Orlie, 15 ans et à la rue

P1000308N'étant que volontaires, ce qui ne porte pas exactement nos personnes en haut de l'échelle CTBienne, nous ne pouvons pas prétendre à mille avantages comme d'autres expatriés. Il y en a néanmoins un que l'on ne lâcherait pour rien au monde, c'est celui d'avoir une voiture à notre disposition pour circuler librement dans cette ville où le transport en commun est quasi-inexistant. Mais bon, qui dit volontaire dit aussi voiture bas-de-gamme. François et moi avons donc hérité d'une Suzuki Vitara en fin de vie, qui passe autant de temps sur les routes qu'au garage. C'est au cours d'une des nombreuses pannes de notre titinne que nous avons rencontré Orlie. C'était à quelques centaines de mètres de la maison et nous avions du nous arrêter parce qu'il y avait un "drôle de bruit". Sorti de nulle part, Orlie, une quinzaine d'années, casquette sur le crane et vêtements noirs de crasse, s'est glissé sous la voiture sans qu'on ne lui ai rien demandé.

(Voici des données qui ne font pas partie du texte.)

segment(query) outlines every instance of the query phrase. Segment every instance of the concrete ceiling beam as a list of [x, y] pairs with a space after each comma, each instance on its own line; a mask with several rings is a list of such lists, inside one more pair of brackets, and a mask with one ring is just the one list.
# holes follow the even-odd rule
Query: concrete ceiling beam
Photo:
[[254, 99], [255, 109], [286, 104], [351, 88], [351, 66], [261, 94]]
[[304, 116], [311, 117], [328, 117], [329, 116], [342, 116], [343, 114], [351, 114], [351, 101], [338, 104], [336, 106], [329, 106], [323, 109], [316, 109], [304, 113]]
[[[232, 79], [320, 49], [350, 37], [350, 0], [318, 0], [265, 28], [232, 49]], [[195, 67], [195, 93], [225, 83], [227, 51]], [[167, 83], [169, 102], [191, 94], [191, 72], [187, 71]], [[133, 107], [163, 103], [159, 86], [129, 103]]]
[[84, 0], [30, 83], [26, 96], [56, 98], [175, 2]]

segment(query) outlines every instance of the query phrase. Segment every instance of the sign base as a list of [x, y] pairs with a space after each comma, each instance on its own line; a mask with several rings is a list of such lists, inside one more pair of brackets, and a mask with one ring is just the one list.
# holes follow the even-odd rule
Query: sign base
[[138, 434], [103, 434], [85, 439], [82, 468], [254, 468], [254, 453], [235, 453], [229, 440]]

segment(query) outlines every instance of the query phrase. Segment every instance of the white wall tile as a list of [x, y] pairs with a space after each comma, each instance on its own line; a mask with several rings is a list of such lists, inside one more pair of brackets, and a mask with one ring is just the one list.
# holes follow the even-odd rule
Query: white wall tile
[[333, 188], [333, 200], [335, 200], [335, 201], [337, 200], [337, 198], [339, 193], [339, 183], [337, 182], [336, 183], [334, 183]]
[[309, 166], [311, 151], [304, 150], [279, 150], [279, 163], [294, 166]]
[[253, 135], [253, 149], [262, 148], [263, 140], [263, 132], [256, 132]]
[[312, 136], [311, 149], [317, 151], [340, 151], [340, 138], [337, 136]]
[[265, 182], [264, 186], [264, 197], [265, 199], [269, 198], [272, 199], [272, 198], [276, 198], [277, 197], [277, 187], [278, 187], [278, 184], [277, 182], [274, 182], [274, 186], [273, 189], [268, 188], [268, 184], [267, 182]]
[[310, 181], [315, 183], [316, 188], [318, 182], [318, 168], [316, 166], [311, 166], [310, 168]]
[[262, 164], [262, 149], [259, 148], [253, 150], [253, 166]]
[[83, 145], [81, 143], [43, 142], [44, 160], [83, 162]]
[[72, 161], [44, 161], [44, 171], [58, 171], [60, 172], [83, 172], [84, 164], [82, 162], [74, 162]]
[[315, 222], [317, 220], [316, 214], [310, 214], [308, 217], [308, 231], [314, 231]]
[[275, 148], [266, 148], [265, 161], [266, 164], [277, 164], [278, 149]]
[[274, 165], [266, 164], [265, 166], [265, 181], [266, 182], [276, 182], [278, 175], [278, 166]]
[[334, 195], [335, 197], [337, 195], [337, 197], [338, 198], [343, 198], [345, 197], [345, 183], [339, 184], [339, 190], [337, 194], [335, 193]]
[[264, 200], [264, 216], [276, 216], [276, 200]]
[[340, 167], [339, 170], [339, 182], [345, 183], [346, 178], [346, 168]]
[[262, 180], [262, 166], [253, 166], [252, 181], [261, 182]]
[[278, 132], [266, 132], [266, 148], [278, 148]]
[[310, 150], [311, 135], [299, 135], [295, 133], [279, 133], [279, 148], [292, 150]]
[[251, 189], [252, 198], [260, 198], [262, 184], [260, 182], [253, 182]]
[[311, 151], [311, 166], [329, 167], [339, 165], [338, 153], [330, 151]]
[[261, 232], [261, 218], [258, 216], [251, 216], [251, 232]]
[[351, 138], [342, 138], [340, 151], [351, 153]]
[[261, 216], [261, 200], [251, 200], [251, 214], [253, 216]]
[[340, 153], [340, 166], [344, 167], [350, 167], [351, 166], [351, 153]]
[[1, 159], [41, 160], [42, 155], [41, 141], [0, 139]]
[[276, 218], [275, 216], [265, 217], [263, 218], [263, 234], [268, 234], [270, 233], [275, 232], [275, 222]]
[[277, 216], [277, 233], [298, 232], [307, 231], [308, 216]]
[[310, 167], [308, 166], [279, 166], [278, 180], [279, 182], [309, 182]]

Ma première réaction était de lui dire non non, je n'ai pas besoin de toi (ici aucun service n'est gratuit...). Puis à la réfléxion, mieux valait que ce soit lui qui se roule par terre que François ou moi, vu qu'on était sapés pour aller à une communion... Chipottage pendant une heure, puis le gamin nous accompagne chez le garagiste. Il me glisse à l'oreille les prix exacts pour que je ne me fasse pas rouler, bref, il nous aide à nous sortir de l'impasse où nous a fourré la Vitara croulante...

Parce que ça nous intéresse et parce qu'on a pas grand chose à faire pendant ce temps-là, on papote avec Orlie, histoire de voir ce qu'il fait, d'où il vient... On se rend vite compte qu'il s'agit d'un "shégué", un enfant des rues. Il ne sait pas quel âge il a (il nous dit qu'il a 10 ans mais est bien trop grand pour cet âge), ses deux parents sont décédés voici trois ans, et depuis il vit dans la rue. Au début un voisin le nourissait mais ça n'a pas duré longtemps. Depuis, il vit de "l'Article 15", comprenez de la débrouille. Il s'est construit une cabane en tôle et en bambou le long du fleuve, et pour survivre il fabrique du cirage qu'il revend au cireur de chaussures (généralement des autres gamins de son âge). Il parle bien le français, ce qui me laisse croire qu'il a du avoir des parents éduqués. Les autres enfants des rues parlent très rarement le français parceenfants_des_rues qu'ils sont arrivés dans la rue très tôt, et qu'ils n'ont pas l'argent pour payer le minerval de l'école et que même s'ils l'avaient ils ont autre chose à faire que de rester sur les bancs d'une école. Ils maîtrisent juste le vocabulaire nécessaire à quémander quelques billets aux blancs.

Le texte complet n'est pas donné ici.